I am kind of at my wits end for this proof. Given $Y$ is Gamma with parameters $\alpha$ and $\beta$, the MGF is given by $(1-\beta t)^{-\alpha}$. I need to find mean, variance and skewness.
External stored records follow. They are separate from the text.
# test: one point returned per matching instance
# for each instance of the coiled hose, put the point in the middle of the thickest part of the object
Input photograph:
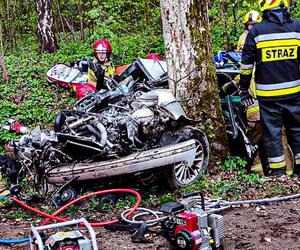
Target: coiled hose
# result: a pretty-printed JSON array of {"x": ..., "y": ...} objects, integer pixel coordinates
[{"x": 59, "y": 211}]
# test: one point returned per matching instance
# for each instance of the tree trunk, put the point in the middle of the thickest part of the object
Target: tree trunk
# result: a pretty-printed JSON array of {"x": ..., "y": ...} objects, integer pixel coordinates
[
  {"x": 60, "y": 17},
  {"x": 191, "y": 71},
  {"x": 223, "y": 17},
  {"x": 81, "y": 12},
  {"x": 5, "y": 76},
  {"x": 46, "y": 35}
]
So I managed to derive the mean and variance, but cannot prove the result for skewness.
Given the MGF, I calculate 1st, 2nd and 3rd moment
$$
\begin{align}
M_x(t) &= (1-\beta t)^{-\alpha}&\\
M'_x(t)&=\alpha \beta (1-\beta t)^{-\alpha – 1}& M'_x(0)&=\mu_1= \alpha\beta\\
M''_x(t)&=\alpha (\alpha +1)\beta^2 (1-\beta t)^{-\alpha -2}& M''_x(0)&=\mu_2= \alpha(\alpha +1)\beta^2\\
M'''_x(t)&=\alpha (\alpha +1)(\alpha +2)\beta^3 (1-\beta t)^{-\alpha -3}& M'''_x(0)&=\mu_3= \alpha (\alpha +1)(\alpha +2)\beta^3\\
\end{align}
$$
So the variance is
$$
\begin{align*}
\sigma^2&=\mu_2 – (\mu_1)^2\\ &= \alpha\beta^2(\alpha +1) – \alpha^2\beta^2\\&=\alpha\beta^2
\end{align*}
$$
But I can't seem to prove that skewness is $\frac 2 {\sqrt \alpha}$. My proof so far is:
$$
\begin{align}
\frac{\mu_3}{\sigma^3}&=\frac{\alpha\beta^3(\alpha+1)(\alpha+2)}{\alpha^{\frac 32}\beta^3}\\&=\frac 1{\sqrt \alpha}(\alpha+1)(\alpha+2)
\\&=?
\end{align}
$$
Best Answer
$$ \begin{align} \mathbb E[(X-\mu_1)^3]&= \mathbb E(X^3)-3\mu_1^2\mathbb E(X^2)+3\mu_1\mathbb E(X)-\mu_1^3\\&=\mu_3-3\mu_1\mu_2+3\mu_1^2\mu_1-\mu_1^3 \\&= 2\alpha\beta^3 \end{align} $$